Concernant la pratique de l’isolement, la contrôleuse déplore encore une fois le « trop grand souci de la sécurité au détriment du droit à la dignité des patients ». Mais Adeline Hazan dénonce aussi la méconnaissance et le non-respect de la législation par le personnel. La CGLPL observe ainsi que les patients sont placés à l’isolement pour des motifs illégaux, parfois simplement pour les punir. Les détenus d’une unité en particulier sont placés en isolement d’office de manière parfaitement illégale.

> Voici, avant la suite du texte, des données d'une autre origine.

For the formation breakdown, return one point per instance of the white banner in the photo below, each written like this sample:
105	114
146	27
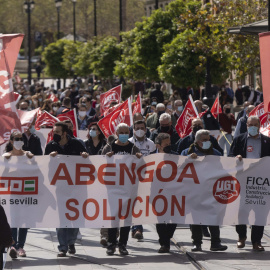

Plus globalement, le centre hospitalier du Rouvray est décrit dans le document comme « une juxtaposition d’unités sans projet médical d’établissement, sans politique d’ensemble ni coordination susceptible de donner du sens aux équipes ». Ces critiques sont en grande partie partagées par le personnel, qui manifestait le 15 octobre dernier pour réclamer du personnel et des moyens supplémentaires afin d’assurer correctement ses missions, dans le respect des malades (lire le reportage de Mediapart). Dans les heures qui viennent, la CGLPL devrait rendre un rapport provisoire appelant une réponse des ministères de la justice et de la santé. Face à une telle situation, la loi autorise également la contrôleuse à publier au Journal officiel des recommandations en urgence.